Et quel motif récurrent Chazelle utilise-t-il pour signifier cette barrière considérable qu'il y a entre elle et son mari ? Entre les différents espaces respectifs aux deux personnages? Le motif de la fenêtre bien évidemment, de la vitre, fine couche qui permet de voir au-delà de celle-ci tout en ne pouvant jamais atteindre l'autre côté. Jean-Loup Bourget écrivait à propos du cinéma de Douglas Sirk que dans celui-ci « la femme à la fenêtre est un témoin passif, situé à la frontalité du monde clos, intérieur, et du monde extérieur, à la limite de la cellule familiale et de l’univers social, mais – quoiqu’elle regarde à l’extérieur – elle ne franchit pas cette limite, elle ne cesse pas d’appartenir au cercle domestique qui simultanément la protège et l’enferme. ». Dans First Man, à un moment, la femme franchit cette limite. Et cela donne lieu à une séquence d'une intensité et d'une sincérité des plus pures. C'est lorsque Jan, qui était en train d'écouter les échanges radio entre Neil et la NASA se voit privée de toute information quand cette même NASA décide de couper la communication. Le montage montre de manière alternée Armstrong dans sa cabine, et la femme à la maison essayant de se tenir au courant de ce qui se passe, interrompue régulièrement par ses enfants. Elle va alors sur le lieu de travail de son mari, et dit ses quatre vérités aux collègues de celui-ci. Son mari étant en danger dans sa cabine spatiale, elle leur déclare que ce ne sont que des enfants, qui s'amusent à faire des calculs sur des maquettes mais qu'ils ne contrôlent en réalité rien du tout. Dans ce geste a priori anodin de sortir de son espace prédestiné pour rejoindre celui de son mari, cet acte pouvant paraître finalement très banal tant il n'est jamais souligné par la mise en scène, Jan réalise en réalité l'exploit d'une transgression. Elle se défait du rôle que la société lui affuble et s'accomplit réellement en tant qu'individu, émancipée du statut de mère de famille qu'elle est obligée de porter chaque jour, et nous rappelle qu'elle n'est pas juste une mère, mais aussi une épouse, et par-dessus tout et avant tout, une femme. Elle incarne et matérialise, dans cette séquence et au travers de cette transgression, de manière très fugace et quasi imperceptible, l'insurgence de la femme qui aspire à plus que ce à quoi la société la réduit. Après tout, « on ne naît pas femme, on le devient » disait Simone de Beauvoir.

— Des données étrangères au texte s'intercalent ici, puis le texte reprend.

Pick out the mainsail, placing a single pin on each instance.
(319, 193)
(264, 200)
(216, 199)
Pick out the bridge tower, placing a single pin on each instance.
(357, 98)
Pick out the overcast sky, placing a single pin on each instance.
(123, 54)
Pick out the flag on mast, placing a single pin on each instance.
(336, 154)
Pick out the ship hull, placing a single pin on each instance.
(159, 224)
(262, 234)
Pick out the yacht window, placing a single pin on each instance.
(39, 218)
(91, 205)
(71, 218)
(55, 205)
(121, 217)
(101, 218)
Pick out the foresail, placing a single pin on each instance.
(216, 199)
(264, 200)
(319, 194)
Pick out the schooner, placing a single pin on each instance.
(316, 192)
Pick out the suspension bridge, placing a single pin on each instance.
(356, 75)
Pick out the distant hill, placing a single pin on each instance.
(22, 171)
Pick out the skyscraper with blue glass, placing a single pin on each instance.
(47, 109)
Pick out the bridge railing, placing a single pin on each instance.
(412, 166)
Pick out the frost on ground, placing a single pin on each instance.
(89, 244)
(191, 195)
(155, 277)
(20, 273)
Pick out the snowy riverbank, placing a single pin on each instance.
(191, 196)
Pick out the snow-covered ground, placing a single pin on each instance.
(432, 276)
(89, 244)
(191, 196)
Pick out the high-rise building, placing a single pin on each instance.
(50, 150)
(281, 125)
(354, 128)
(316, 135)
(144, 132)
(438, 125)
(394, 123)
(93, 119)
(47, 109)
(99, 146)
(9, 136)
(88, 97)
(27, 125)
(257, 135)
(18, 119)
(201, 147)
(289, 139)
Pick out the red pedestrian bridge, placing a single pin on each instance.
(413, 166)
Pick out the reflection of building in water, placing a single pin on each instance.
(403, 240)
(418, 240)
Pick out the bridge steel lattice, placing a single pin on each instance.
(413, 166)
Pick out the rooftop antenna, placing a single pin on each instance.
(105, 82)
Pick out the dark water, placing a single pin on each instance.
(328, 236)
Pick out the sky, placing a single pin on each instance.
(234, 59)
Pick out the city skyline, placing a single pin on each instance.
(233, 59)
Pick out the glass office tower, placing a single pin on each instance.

À de nombreuses reprises le thème de la fenêtre est utilisé de manières différentes. Tantôt, comme on l'a dit, une simple fenêtre à travers laquelle Jan observe Neil, dehors les yeux rivés sur la lune, tantôt une fine séparation dont la survie des astronautes dépend. Que ce soit le hublot de la cabine au travers duquel Armstrong observe l'immensité de l'espace, comme la petite vitre de son casque, cette « fenêtre » contient celui-ci et le protège de ce néant cosmique. Il faut noter également les nombreux plans sur les yeux de Ryan Gosling, par lesquels passent essentiellement son émotion, les yeux étant comme on dit « les fenêtres de l'âme ». Jusqu'à la toute fin du film, ce qui sépare encore une fois l'homme et la femme, bien qu'ils soient enfin réunis, est encore une vitre, sur laquelle Armstrong dépose un baiser par l'intermédiaire de sa main. Une délicate trace éphémère qui s'évaporera instantanément et nous laissant sur cette belle image de retrouvailles, où l'émotion affleure tant on est submergé par les contradictions et la distance qui sépare les deux êtres bien qu'ils soient juste en face l'un de l'autre. Et l'on sent dans cette image finale, toute la mélancolie sourde dûe à l'absence de la fille décédée, cette absence qui hante chaque instant du film, cachée sous le linceul des images.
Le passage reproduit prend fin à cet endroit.